Issue 47 Foreword

Suzanne McConnell

Body Politic

We inhabit singular bodies, yet we are communal. It’s no mistake that the term “body politic”—designating the people of a nation or society—incorporates the word “body,” as if collectively one organism. Its medieval Latin form implied the mystical body of the commonwealth. Sociology defines it as society’s practices and policies regulating the human body. For this issue of BLR, we asked for writing addressing the interface of any body politic—societal, ideological, or national—with the personal.

But literature does not lecture. It renders our unique lives, subject to circumstances, and casts them up for us to reflect. In “Departures,” Kristi Ferguson compares the very air of her native Brazil to that of her current American home. In “Rocket Dog” by Lori Huth, an American teenager and her Armenian mother’s cultural tensions are revealed through how, and with what, they nourish their bodies. Alison Luk’s surrealist flash fiction, “Rewilding,” portrays a woman viewing herself as if inhabited by a series of animals.

Bodies have their own wisdom. But can we always trust them? “I wanted to birth you at home, with a crunchy Chicana doula,” Stefani Echevarría-Fenn, the author of “Recompense” declares. Facing the reality of her threatened newborn, she must surrender her “impeccable politics.”

In Lisa Mullenneaux’s poem “Catching Pregnancy,” she looks back on her ninth-grade classmates’ fears of a pregnant student. Through poet Fiona Miller, in “poem from my uterus,” that organ rages: “i’ve kept you arrogant assholes alive / for two million fucking years and what now?”

Men’s bodies have usually been the ones subject to direct warfare and occupational danger. In Vera Kroms’s poem, “Ellis Island, 1951,” she writes “On the island / where we landed, radiation / lit my father up, illuminated / hidden damage.” In Daniel Seifert’s heartbreaking story “Vultur Gryphus,” a seventeen-year-old Bolivian works underground in a silver mine, as his father before him, where exploding silica dust “cripples the lungs.” Paul Howe’s poem “Snow” describes it “falling on the helmets and into the eyes / of soldiers…” momentarily laying “a white sheet over / the disfigured body of this conflict.”

Bodies move. “My mother’s Raleighs were nasty, but as a teenager I snuck two cigarettes from each pack anyway,” Maureen Brady says in “Raleigh Bonuses.” Randy DeVita’s story, “The Window Does Not Open,” concludes with a daring, spontaneous, physical act, cracking wide a figurative window in the protagonist’s life.

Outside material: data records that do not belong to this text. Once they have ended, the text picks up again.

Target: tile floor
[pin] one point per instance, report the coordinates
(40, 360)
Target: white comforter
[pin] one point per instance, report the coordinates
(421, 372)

In Diane Oliver’s posthumously published “The Corner,” she recounts being one of twenty-three Black girls attending the newly integrated University of North Carolina at Greensboro in 1962, picketing against segregated businesses on campus.

The body itself is mysterious. In “You Imagine Death,” Justine Payton is “paralyzed by the awareness” that she’d have to navigate a “dark secret alone.” Subsequently actually paralyzed by Guillain-Barré Syndrome, her deliverance begins when she senses an identity apart from her physical being.

What about our collective body politic, then? We are fractious, split. But are we more than that? Our history tells us that we have been there before and something in our essence is bent on surviving.

I am grateful that the writing of my Iowa Workshop classmate, Diane Oliver, is within these pages—testament to one such divisive, violent era. She tragically died two years after writing this essay, but I think she would be gratified to know that their country nominated a Black woman of mixed race as a presidential candidate. Our bodies continue to intersect the world around us, in ways that can be terrifying but occasionally inspiring. May our body politic thrive. May we make peace.